O sujeito tinha muito orgulho do nome, enchia a boca cada vez que lhe indagavam, mesmo que para uma simples anotação no caderno de fiado da padaria da esquina. Cultivava este sentimento desde a infância quando observava as assinaturas nas cédulas. Quem sabe um dia fosse tão importante quanto um Ministro da Fazenda ou se não, ao menos Presidente do Banco Central.
Para as primeiras
assinaturas, gastou folhas e folhas de papel, horas e horas rabiscando até
chegar ao traço perfeito, a chancela que representava toda a dignidade de seu
nome. Depois de tanto praticar, acreditava que a sua assinatura possuía traços
únicos, garantia de exclusividade.
Tudo que usava era
personalizado, o que incluía roupas, acessórios, a mobília que usava em casa ou
no escritório. Fez aulas de pintura e de desenho para poder aplicar a
assinatura em suas obras. Fez dela também a sua logomarca.
Com o passar do tempo,
o Senhor Afonso Carlos de Mendonça passou a ocupar funções de destaque na
empresa, chegando à Presidência. Sentia o maior prazer em esvaziar tubos e
tubos de canetas esferográficas nas infinitas páginas de documentos que
assinava.
Na empresa foram
incontáveis os contínuos e estagiários que passaram pela sua frente. Nunca
prestou atenção a nenhum deles. Certo dia, foi diferente. Um menino, que atuava
como menor aprendiz, levou-lhe, como de costume, uma pilha de documentos para
assinatura. Afonso examinou cada um e depois de passar por todos, começou sua
sessão de assinaturas.
Testou a caneta, arrumou
os objetos sobre a mesa para um melhor posicionamento dos papéis. Já ia assinar
o primeiro documento, quando lembrou que não havia conferido o padrão da
assinatura. Puxou uma folha de uma das gavetas. O papel já possuía algumas
assinaturas, apôs uma nova logo abaixo da última, comparou com o gabarito e
sorriu. Respirou fundo e cuidadosamente fez cada uma das assinaturas nos
documentos. Tudo com muita calma e esmero.
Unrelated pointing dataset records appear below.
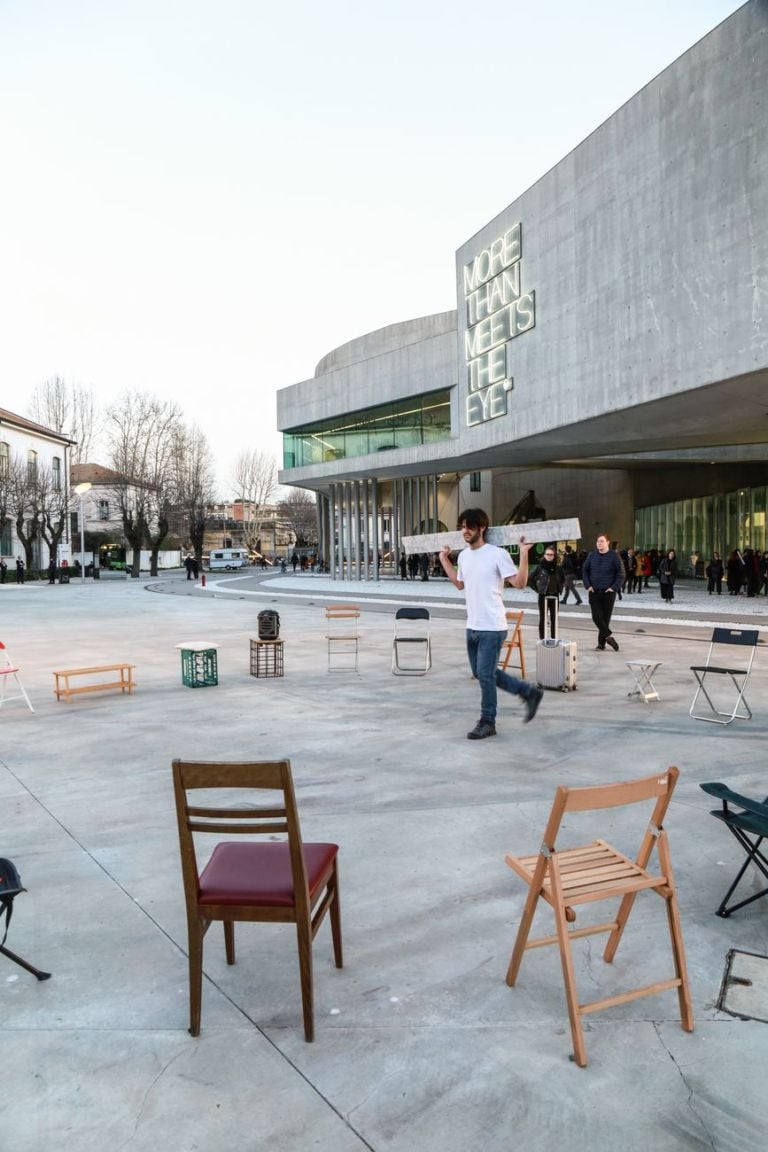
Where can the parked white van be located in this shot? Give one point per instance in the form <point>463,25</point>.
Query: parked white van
<point>227,558</point>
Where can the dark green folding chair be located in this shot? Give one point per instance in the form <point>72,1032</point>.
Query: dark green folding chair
<point>747,819</point>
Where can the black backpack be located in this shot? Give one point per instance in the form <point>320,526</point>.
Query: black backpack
<point>10,885</point>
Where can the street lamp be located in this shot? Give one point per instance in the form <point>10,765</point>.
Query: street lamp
<point>81,490</point>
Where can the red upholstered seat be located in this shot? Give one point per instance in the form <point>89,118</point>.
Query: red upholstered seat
<point>245,873</point>
<point>271,880</point>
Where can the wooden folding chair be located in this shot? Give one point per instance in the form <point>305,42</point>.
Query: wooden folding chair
<point>725,637</point>
<point>8,669</point>
<point>512,643</point>
<point>747,819</point>
<point>280,881</point>
<point>343,639</point>
<point>598,871</point>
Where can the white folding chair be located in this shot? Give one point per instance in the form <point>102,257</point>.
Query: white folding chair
<point>738,676</point>
<point>413,634</point>
<point>7,669</point>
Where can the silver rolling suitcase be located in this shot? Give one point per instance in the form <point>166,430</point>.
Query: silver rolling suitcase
<point>555,660</point>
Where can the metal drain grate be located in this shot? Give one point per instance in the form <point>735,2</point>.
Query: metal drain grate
<point>744,991</point>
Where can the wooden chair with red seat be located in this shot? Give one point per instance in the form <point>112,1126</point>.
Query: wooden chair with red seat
<point>286,881</point>
<point>570,877</point>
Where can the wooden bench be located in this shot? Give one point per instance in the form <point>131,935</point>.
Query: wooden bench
<point>126,683</point>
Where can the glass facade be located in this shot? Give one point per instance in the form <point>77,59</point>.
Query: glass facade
<point>704,524</point>
<point>401,424</point>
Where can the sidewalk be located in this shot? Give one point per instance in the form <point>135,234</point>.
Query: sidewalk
<point>420,1046</point>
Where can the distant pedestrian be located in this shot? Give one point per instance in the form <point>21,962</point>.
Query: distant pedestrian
<point>668,575</point>
<point>603,574</point>
<point>715,574</point>
<point>570,569</point>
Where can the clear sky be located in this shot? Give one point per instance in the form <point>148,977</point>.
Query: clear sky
<point>200,198</point>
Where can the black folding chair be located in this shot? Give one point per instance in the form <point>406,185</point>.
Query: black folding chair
<point>10,886</point>
<point>721,637</point>
<point>411,630</point>
<point>750,826</point>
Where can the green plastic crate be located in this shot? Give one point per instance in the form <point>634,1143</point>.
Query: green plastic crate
<point>199,669</point>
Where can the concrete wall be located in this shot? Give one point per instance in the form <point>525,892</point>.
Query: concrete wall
<point>646,247</point>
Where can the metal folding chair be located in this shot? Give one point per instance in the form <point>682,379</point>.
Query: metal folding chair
<point>724,637</point>
<point>749,823</point>
<point>413,634</point>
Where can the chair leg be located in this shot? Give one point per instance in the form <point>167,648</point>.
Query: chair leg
<point>569,972</point>
<point>196,931</point>
<point>229,941</point>
<point>335,918</point>
<point>523,932</point>
<point>676,937</point>
<point>304,937</point>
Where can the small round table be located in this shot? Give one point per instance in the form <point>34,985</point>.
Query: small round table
<point>644,671</point>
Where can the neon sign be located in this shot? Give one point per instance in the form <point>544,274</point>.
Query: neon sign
<point>496,313</point>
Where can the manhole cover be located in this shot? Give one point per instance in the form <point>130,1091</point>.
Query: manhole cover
<point>744,991</point>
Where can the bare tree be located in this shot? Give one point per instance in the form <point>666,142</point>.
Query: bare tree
<point>142,433</point>
<point>69,409</point>
<point>299,510</point>
<point>23,505</point>
<point>255,478</point>
<point>194,484</point>
<point>51,498</point>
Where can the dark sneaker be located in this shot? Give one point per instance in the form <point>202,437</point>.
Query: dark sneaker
<point>481,730</point>
<point>532,703</point>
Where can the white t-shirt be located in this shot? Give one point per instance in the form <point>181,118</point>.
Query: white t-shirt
<point>483,571</point>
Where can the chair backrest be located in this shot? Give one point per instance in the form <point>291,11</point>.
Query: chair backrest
<point>658,787</point>
<point>225,819</point>
<point>412,614</point>
<point>744,636</point>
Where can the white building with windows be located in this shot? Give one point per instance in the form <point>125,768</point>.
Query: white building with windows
<point>35,493</point>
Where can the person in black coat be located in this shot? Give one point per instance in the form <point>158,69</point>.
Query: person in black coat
<point>714,574</point>
<point>548,580</point>
<point>668,575</point>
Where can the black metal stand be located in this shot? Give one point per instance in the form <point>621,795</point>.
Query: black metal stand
<point>23,963</point>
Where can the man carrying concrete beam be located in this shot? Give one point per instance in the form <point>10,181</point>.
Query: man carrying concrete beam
<point>481,574</point>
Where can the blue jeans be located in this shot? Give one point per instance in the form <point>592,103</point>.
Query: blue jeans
<point>483,650</point>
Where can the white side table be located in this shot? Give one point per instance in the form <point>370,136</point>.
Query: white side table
<point>644,671</point>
Percebeu que o menino segurava
um dos documentos e olhava com atenção os traços da marca. Curioso, resolveu questionar
o menino.
− Gosta de assinaturas?
− Sim, as observo
sempre.
− Tem uma?
− Todos têm, desde que aprendem a escrever,
senhor. – disse, educadamente, o menino.
− Falo de uma marca
pessoal, algo elaborado, como a minha, por exemplo.
− Não senhor, assino
meu nome por extenso. Acredito que um dia uma nova assinatura surja espontaneamente.
− Pois eu elaborei a
minha com muito cuidado. É o que nos diferencia, sabe?
− Sei.
− Mas se não acha uma
assinatura elaborada importante, por que observa tanto a minha?
− Fiquei curioso.
− Com os traços? Com a
inclinação? Com a pressão exercida sobre o papel? Ou seria com velocidade que é
escrita?
− Não. Estranhei o fato
de alguém escolher uma única palavra como assinatura. É um apelido?
− Como assim, um
apelido? É uma representação de Afonso Carlos de Mendonça!
− Me desculpe, senhor. Para
mim, está escrito: A-men-doim, apontando as partes da assinatura com o dedo
Afonso olhou para a
folha de papel, sua face se tornou branca, quase transparente. Olhou novamente
para o documento, depois para as assinaturas dos quadros de própria autoria
espalhados pela grande sala, para o bordado no lenço do bolso do paletó, para a
gravação em baixo relevo nos vidros do prédio, tudo, tudo grafado com o maldito
A-men-doim. A terrível palavra reproduzida pelo menino, ecoava em seus
pensamentos e o atordoava.
A palidez no rosto deu
lugar ao rubor, veio a dor no peito e depois a escuridão. Não resistiu.
Afonso era intolerante a
amendoim. Como ninguém sabia disso, estamparam a assinatura dele em sua lápide,
logo abaixo da transcrição de uma de suas falas preferidas: “Todo homem precisa
deixar sua marca, será a sua identidade e o seu passaporte para a eternidade!”.